Thursday, October 30, 2014

How bad are Selinger's polling numbers?

Amid calls for his resignation emanating from within his own cabinet, Greg Selinger is determined to stay on as Premier of Manitoba. The calls come on the heels of poor polling numbers, as NDP MLAs in the province fear for their job security. So just how bad are Selinger's poling numbers?

They aren't great. But they may be getting better.

Two polls have been done in the province within the last month, both showing relatively similar results. The older survey, from Winnipeg-based Probe Research, put the Progressive Conservatives under Brian Pallister at 42%, down three points from where the party stood in Probe's June poll. The New Democrats were down two points to 30%, while the Liberals under Rana Bokhari were up four points to 20%. Support for the Greens and other parties was 8%.

Insightrix was in the field more recently, polling between October 7-17. It found the PCs to have the support of 46% of Manitobans, down three points from the polling firm's last survey of January-February. The New Democrats were up five points to 29%, while the Liberals were down two points to 16%.

Certainly, those are poor polling numbers for an incumbent government. After 15 years, voters in the province may be ready to turn the page.

Selinger's decision to increase the PST after pledging not to in the 2011 provincial election has been a major contributing factor to the NDP's slide. The party dropped behind the PCs at the end of 2012, and there has been no looking back.

Monthly polling averages
As you can see in the chart above, this is a stark change in fortunes from where the party had been prior to 2012. The NDP and PCs would routinely trade the lead back and forth, but for the last two years the NDP has fallen well behind.

And it isn't due to a surge in PC support. The Tories have held relatively steady through it all, and have not seen their support move much in either direction for the last four years. Instead, the Liberals have eaten into the NDP's support, moving from the low-teens to around 20%. The Greens have also upticked a little, dragging the New Democrats down into a position where re-election is an unlikely prospect.

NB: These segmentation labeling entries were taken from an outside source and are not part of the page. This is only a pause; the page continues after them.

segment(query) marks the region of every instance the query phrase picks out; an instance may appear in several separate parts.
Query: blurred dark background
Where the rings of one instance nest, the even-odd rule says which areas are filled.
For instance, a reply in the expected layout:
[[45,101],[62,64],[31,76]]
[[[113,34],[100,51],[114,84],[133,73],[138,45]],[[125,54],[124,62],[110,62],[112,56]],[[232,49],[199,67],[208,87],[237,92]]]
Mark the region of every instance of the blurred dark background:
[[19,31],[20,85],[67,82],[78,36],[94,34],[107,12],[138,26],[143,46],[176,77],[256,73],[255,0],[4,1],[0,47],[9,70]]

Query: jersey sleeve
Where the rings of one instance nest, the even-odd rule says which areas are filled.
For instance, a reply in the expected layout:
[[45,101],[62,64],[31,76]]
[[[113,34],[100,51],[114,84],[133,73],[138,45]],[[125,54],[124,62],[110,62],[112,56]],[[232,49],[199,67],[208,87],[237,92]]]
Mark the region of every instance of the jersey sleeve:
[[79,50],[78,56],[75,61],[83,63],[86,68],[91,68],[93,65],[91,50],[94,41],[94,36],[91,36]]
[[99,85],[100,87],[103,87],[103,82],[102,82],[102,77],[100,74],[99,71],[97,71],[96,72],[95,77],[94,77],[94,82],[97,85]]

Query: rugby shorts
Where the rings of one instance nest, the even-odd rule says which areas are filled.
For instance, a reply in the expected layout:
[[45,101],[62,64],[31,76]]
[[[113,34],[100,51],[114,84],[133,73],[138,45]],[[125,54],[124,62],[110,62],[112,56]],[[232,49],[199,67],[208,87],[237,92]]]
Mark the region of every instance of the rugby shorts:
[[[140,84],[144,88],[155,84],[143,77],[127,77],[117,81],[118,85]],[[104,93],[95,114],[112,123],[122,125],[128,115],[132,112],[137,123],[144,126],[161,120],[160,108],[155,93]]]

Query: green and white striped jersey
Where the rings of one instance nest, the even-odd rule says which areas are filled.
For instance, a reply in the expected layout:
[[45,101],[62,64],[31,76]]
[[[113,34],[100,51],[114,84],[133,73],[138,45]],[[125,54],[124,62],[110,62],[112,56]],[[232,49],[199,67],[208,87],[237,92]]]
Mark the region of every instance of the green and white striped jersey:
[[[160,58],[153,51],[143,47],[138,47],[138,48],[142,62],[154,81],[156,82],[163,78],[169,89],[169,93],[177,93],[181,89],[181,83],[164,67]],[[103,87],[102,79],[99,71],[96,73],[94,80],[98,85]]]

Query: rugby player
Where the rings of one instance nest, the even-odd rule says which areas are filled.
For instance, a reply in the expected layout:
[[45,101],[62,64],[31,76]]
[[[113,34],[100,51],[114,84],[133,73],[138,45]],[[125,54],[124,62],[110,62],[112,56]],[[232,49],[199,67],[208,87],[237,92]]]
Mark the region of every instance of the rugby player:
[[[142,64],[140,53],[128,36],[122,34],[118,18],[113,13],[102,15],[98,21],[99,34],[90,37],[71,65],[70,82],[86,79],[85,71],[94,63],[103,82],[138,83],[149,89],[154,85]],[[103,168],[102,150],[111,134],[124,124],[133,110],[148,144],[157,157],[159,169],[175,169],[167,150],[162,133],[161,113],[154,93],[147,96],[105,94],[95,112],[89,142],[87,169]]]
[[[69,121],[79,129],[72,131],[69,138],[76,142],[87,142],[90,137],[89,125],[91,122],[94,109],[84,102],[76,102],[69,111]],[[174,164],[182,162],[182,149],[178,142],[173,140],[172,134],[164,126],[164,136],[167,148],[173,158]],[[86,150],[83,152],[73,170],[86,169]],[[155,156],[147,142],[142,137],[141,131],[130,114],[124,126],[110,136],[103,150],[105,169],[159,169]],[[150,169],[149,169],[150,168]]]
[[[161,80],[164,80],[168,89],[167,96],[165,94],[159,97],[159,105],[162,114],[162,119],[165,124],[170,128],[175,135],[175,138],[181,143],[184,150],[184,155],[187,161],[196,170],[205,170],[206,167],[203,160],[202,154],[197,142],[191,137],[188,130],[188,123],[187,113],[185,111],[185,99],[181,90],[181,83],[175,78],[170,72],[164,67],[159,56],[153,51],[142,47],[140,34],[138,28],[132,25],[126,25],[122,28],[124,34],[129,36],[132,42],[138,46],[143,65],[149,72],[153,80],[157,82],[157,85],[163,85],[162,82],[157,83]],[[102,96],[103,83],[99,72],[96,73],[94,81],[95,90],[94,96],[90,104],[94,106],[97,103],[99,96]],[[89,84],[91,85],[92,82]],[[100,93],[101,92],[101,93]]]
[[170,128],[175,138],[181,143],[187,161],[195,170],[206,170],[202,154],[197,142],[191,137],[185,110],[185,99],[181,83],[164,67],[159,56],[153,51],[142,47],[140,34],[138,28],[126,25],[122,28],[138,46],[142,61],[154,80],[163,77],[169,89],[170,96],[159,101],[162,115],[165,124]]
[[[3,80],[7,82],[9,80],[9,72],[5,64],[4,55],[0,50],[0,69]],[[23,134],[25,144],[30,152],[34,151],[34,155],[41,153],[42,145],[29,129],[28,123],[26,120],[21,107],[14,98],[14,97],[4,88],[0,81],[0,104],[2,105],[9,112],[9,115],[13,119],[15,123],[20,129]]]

The seat projections for these two polls make for depressing reading for Manitoba New Democrats. With Probe's slightly more positive numbers, Pallister would still win 33 seats and form a majority government, with the NDP at 18 seats and the Liberals with six (the party's best performance since 1990). With the wider gap measured by Insightrix, the Tories would win 38 seats (outpacing their historical best), with the New Democrats at 15 and the Liberals with four. With the high support recorded for the Greens, a seat for them would not be completely out of the question.

Dire straits indeed for the NDP, but the picture might actually be getting rosier. From around December 2013 to February 2014, the party appears to have hit rock bottom. Polling by Probe and Insightrix done during that time gave the NDP an average of just 25% support, against 48.5% for the PCs and 19% for the Liberals. A spread like that would be enough to give the Tories as many as 42 seats, with just nine going to the NDP and six to the Liberals. With a margin like that, a third-place finish for the NDP in the seat count would even be possible.

Today, however, it appears the NDP has rebounded a little, averaging 29.5% across these two polls against 44% for the Tories and 18% for the Liberals. A gain of around five points in 10 months is nothing to sneeze at, but the party has a long way to go before re-election becomes more than just a hope.

Would Selinger's departure help matters? The most recent poll by Angus Reid, conducted at the end of August and in early September, put Selinger's approval rating at just 30%, roughly even with his own party. But that compared favourably to the 26% to 28% approval rating he managed between May 2013 and June 2014.

So the New Democrats in Manitoba may be experiencing a bit of a rebound from the catastrophic numbers of the last year. But the odds are still stacked overwhelmingly against them.